The URL structure can be a deciding factor for the success of a SEO campaign on a website. Having poorly formed URLs might result in issues with crawling, duplicate content and user experience.
This hints section helps to identify common issues with the URLs of a website.
Example: Audisto URL Check with the URL hint reports for the current crawl
Here is the list of all specific hints related to URLs, that can be identified with the help of the Audisto Crawler.
If the URL contains escaped chars (non-ascii) in the path, it is flagged with this hint. Escaped chars are detected by looking for a % char in the path. Find all URLs with non-ascii characters in the path by using this report.
|Displayed URL||Properly Escaped URL|
If non-ascii chars are used within the path of a URL, they will be URL-encoded/escaped by web clients. RFC 3986 states, that non-ascii characters must first be encoded according to UTF-8 and then percent-encoded. This may lead to unexpected issues if a web client does not follow this encoding procedure correctly.
This often happens in systems that don't use UTF-8 by default.
We suggest to evaluate if URLs were escaped correctly. We also suggest not to use non-ascii characters in URLs if possible.
If the URL has an ampersand (&) in the path, this hint in triggered.
An ampersand is a reserved character that is distinguishable from other data within a URL . It can be used as a delimiter. If it is not used as a delimiter, it needs to be URL-encoded as "&".
Since ampersands are usually used in the query part of a URL , an ampersand in the path may indicate problems in building a correct URL.
Evaluate all occurrences of ampersand in the path. If the ampersand is not intended to be a delimiter, use proper URL-encoding.
If the URL contains two consecutive slashes, it is flagged with this hint.
Two consecutive slashes in a row are valid but usually not wanted in a URL. Any occurence might indicate issues with relative linking and/or the URL base. This may lead to issues with duplicate content if the CMS delivers the same content, e.g. for http://example.com//page.html and http://example.com/page.html.
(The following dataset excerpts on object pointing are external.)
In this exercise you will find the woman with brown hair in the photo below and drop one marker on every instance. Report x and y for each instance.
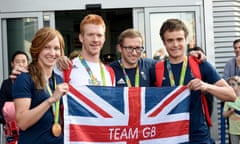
(37, 93)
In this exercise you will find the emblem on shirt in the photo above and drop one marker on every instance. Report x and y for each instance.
(121, 81)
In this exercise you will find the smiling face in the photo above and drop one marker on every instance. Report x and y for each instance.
(175, 43)
(130, 51)
(92, 39)
(49, 54)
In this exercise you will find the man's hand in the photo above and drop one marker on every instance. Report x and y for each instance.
(63, 63)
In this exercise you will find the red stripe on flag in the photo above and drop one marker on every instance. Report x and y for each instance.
(158, 110)
(128, 134)
(89, 102)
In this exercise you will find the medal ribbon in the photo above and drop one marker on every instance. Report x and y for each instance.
(182, 75)
(90, 73)
(55, 106)
(127, 78)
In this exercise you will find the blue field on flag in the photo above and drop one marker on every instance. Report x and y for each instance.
(122, 115)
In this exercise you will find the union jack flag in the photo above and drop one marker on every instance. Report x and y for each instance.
(122, 115)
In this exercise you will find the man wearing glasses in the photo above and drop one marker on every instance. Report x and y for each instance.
(131, 70)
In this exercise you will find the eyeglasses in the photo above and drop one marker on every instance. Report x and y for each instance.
(131, 49)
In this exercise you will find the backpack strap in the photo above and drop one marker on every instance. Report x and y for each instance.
(194, 65)
(159, 71)
(112, 74)
(66, 74)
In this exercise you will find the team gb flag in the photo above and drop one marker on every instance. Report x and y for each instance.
(122, 115)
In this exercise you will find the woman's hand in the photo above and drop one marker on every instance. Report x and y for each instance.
(60, 91)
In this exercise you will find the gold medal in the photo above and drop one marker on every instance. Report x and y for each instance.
(56, 129)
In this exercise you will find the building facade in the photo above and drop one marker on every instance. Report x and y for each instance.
(213, 25)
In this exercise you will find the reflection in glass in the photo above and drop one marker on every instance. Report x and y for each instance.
(20, 32)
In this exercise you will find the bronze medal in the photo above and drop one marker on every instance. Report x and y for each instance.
(56, 129)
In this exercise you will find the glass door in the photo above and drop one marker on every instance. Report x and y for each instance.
(154, 17)
(17, 31)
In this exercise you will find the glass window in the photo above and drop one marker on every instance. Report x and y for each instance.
(156, 21)
(20, 32)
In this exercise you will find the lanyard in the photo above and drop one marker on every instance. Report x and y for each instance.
(182, 75)
(90, 73)
(127, 78)
(55, 106)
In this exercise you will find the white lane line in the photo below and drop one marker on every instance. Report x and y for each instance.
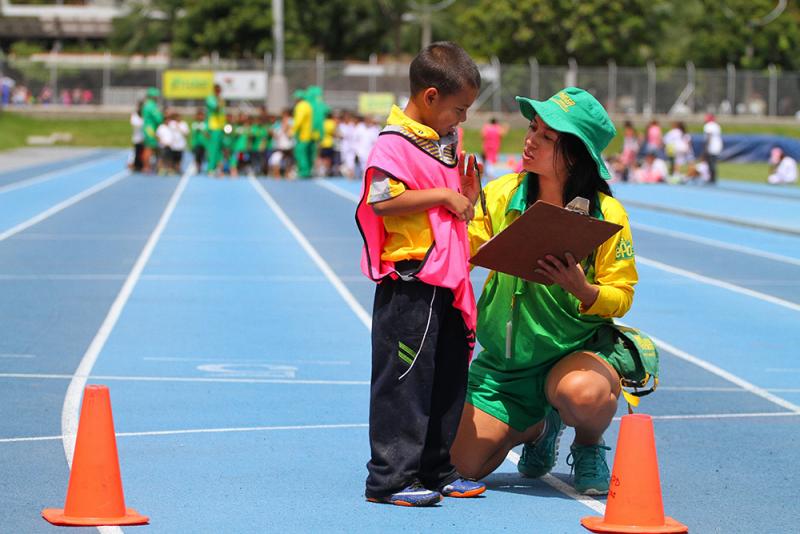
(722, 373)
(64, 204)
(232, 278)
(717, 416)
(712, 389)
(564, 488)
(70, 410)
(348, 297)
(712, 217)
(241, 360)
(718, 244)
(513, 456)
(52, 174)
(168, 277)
(79, 277)
(718, 283)
(221, 380)
(203, 431)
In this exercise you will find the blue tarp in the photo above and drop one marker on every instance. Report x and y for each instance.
(749, 148)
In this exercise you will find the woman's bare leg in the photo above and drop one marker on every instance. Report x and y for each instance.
(584, 389)
(483, 442)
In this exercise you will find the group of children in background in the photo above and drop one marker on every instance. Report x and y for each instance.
(255, 144)
(667, 158)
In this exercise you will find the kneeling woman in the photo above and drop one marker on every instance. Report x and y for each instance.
(551, 353)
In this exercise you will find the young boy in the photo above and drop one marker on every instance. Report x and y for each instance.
(412, 216)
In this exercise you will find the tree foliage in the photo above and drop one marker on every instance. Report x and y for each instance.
(631, 32)
(552, 31)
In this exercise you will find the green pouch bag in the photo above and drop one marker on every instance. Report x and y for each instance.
(641, 368)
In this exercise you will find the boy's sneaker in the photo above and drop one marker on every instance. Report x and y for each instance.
(589, 465)
(412, 495)
(539, 457)
(463, 487)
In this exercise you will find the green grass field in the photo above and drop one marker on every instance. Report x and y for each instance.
(15, 129)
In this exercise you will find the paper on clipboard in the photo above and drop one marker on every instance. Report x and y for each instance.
(543, 229)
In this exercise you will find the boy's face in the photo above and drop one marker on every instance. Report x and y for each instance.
(444, 113)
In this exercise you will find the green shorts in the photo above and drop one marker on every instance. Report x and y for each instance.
(517, 397)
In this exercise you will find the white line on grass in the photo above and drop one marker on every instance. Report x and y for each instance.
(63, 205)
(311, 251)
(718, 283)
(50, 175)
(221, 380)
(718, 244)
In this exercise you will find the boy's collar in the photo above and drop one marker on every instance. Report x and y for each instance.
(398, 118)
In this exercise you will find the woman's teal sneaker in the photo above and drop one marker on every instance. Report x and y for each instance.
(539, 457)
(589, 465)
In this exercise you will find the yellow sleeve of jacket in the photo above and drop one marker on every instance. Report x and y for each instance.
(615, 265)
(498, 194)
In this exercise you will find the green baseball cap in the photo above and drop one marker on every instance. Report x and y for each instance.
(572, 110)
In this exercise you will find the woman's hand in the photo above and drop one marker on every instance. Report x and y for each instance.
(458, 204)
(570, 276)
(470, 173)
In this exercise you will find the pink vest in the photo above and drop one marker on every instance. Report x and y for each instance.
(446, 264)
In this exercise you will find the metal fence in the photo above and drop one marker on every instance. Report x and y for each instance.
(639, 90)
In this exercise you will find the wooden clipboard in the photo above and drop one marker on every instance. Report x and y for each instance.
(543, 229)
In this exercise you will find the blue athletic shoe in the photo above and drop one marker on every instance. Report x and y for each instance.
(413, 495)
(588, 462)
(463, 487)
(539, 457)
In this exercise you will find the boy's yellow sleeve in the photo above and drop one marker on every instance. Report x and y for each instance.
(615, 266)
(383, 188)
(478, 230)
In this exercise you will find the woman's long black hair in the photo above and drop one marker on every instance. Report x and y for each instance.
(583, 178)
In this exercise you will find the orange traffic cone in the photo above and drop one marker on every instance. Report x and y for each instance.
(634, 497)
(94, 495)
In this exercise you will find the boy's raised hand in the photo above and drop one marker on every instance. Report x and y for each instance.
(458, 205)
(470, 173)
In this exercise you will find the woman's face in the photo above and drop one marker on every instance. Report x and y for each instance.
(539, 155)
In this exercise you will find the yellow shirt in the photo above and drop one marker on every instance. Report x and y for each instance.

We suggest not to use consecutive slahes. Analyze all occurences of consecutive slashes and fix the reason why they occur.
If the URL contains a query string with 3 or more parameters, it is flagged with this hint.
URLs with more than 3 parameters are considered to be highly dynamic. Highly dynamic URLs often indicate a poor quality for search engines, e.g. URLs for filter combinations in faceted search. Changing the order of the parameters can lead to a very high number of URLs. The content shown will usually be similar or duplicate content.
The result can be crawl budget issues as well as serious issues with duplicate content.
Use this report to find highly dynamic URLs on the crawled website. You might want to reduce the number of parameters within URLs.
Consider reducing the number of URLs with GET-parameters by using the PRG-pattern.
If the URL has a question mark (?) in the query, this hint in triggered.
The query starts with a question mark. Using a second question mark in the URL is valid, but you may refrain from doing so, because poorly implemented clients might handle such data incorrectly.
In addition queries with two question marks often indicate technical problems on building URLs.
We suggest evaluating the reasons for using more than one question mark in a query. Even with valid usage you might consider taking a different technical approach that does not produce two question marks.
If the URL is more than 115 characters long, it is flagged with this hint.
Long URLs are hard to read and often not fully or properly displayed, e.g. snippets in search results, posts in bulletin boards or social media websites. If a URL is too long, it might get shortened and not be fully displayed.
115 was the maximum count of characters, that Google displayed in their snippets in search results some time ago. As of now, it is not a fixed number of characters any more, but instead a pixel length is used by Google.
If you encounter occurences of this hint, we suggest to utilize shorter URLs so they can be properly displayed.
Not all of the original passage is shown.